I’m not an expert, but I do know that cycling supports running better than running supports cycling. From my own experience, I can easily transition from cycling to running, but not the other way around. I think it has something to do with the type of strength you can build cycling. I have been riding a ton lately, and no running at all. Likely the half marathon I have coming up will be postponed, but if this not we will see how the experiment goes since I will not run at all before the race and hope my cycling can carry me through the race.
This is my first post on the forum, and I wanted to start by thanking Steve and Scott for the fantastic resources they are making available. I don’t think there is anything else out there that teaches recreational / amateur athletes the science behind training in such a clear and methodical way and it has certainly been eye opening for me.

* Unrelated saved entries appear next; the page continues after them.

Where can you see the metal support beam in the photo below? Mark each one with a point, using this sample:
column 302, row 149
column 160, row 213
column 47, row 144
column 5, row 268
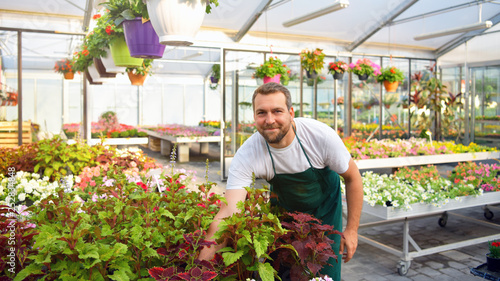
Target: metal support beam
column 464, row 38
column 19, row 88
column 387, row 20
column 252, row 19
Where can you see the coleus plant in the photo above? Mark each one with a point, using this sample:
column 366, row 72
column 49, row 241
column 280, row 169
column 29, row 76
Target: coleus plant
column 116, row 233
column 313, row 247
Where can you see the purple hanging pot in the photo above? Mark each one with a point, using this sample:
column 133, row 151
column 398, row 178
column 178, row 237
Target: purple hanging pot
column 142, row 40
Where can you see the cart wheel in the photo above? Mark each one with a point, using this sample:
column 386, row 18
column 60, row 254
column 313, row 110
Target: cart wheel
column 488, row 214
column 443, row 219
column 403, row 267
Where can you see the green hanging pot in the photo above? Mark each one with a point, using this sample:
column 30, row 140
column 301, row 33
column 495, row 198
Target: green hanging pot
column 121, row 54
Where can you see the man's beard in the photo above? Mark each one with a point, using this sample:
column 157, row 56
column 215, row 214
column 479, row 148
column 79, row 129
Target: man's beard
column 281, row 134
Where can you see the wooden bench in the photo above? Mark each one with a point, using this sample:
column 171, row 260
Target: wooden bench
column 9, row 132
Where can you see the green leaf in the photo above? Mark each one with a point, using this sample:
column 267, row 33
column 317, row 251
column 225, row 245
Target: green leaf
column 266, row 272
column 230, row 258
column 119, row 275
column 32, row 268
column 260, row 244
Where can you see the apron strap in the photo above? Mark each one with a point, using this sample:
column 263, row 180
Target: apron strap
column 270, row 154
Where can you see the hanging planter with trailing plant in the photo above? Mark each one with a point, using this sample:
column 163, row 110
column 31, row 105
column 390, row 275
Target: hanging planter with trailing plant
column 271, row 70
column 137, row 75
column 142, row 40
column 390, row 76
column 176, row 22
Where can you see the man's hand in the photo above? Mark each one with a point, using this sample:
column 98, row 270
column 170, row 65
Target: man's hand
column 348, row 244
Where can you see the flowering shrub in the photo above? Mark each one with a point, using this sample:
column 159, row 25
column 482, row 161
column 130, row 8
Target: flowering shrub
column 391, row 74
column 337, row 67
column 494, row 249
column 406, row 189
column 365, row 66
column 480, row 175
column 361, row 149
column 272, row 67
column 30, row 187
column 64, row 66
column 312, row 60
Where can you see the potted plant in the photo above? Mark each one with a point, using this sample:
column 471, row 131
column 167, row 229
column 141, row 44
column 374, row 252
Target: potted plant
column 84, row 62
column 271, row 70
column 176, row 22
column 312, row 61
column 141, row 38
column 215, row 76
column 390, row 76
column 137, row 75
column 364, row 68
column 493, row 257
column 337, row 69
column 65, row 66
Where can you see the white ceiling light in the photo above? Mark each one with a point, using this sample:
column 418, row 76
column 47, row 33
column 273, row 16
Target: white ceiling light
column 467, row 28
column 341, row 4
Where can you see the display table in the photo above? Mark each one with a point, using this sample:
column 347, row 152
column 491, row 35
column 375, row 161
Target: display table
column 397, row 162
column 183, row 144
column 392, row 215
column 116, row 141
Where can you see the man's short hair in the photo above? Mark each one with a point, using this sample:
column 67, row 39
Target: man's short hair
column 271, row 88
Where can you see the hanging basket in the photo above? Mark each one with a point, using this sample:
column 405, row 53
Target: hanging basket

My question concerns the “transferability” of one’s aerobic fitness over different activities. Or to put this another way, the extent to which the aerobic capacity one has in one activity (e.g running) overlaps with the aerobic capacity one has in another (e.g. cycling). I ask because running is my main sport, but I cannot do more than a few miles a week currently owing to a knee injury. I am able to cycle however and am enjoying going out on long Z1/Z2 rides. Ideally I would like to build up my base through cycling, while slowly increasing the running milage as my knee recovers – so that my running engine is much the same as before I got injured. But I was wondering how much crossover there is – i.e. whether there is ultimately a cap on the benefit I can get training this way, so I would be better off waiting and building up running-specific fitness as my knee recovers.
Any thoughts would be much appreciated.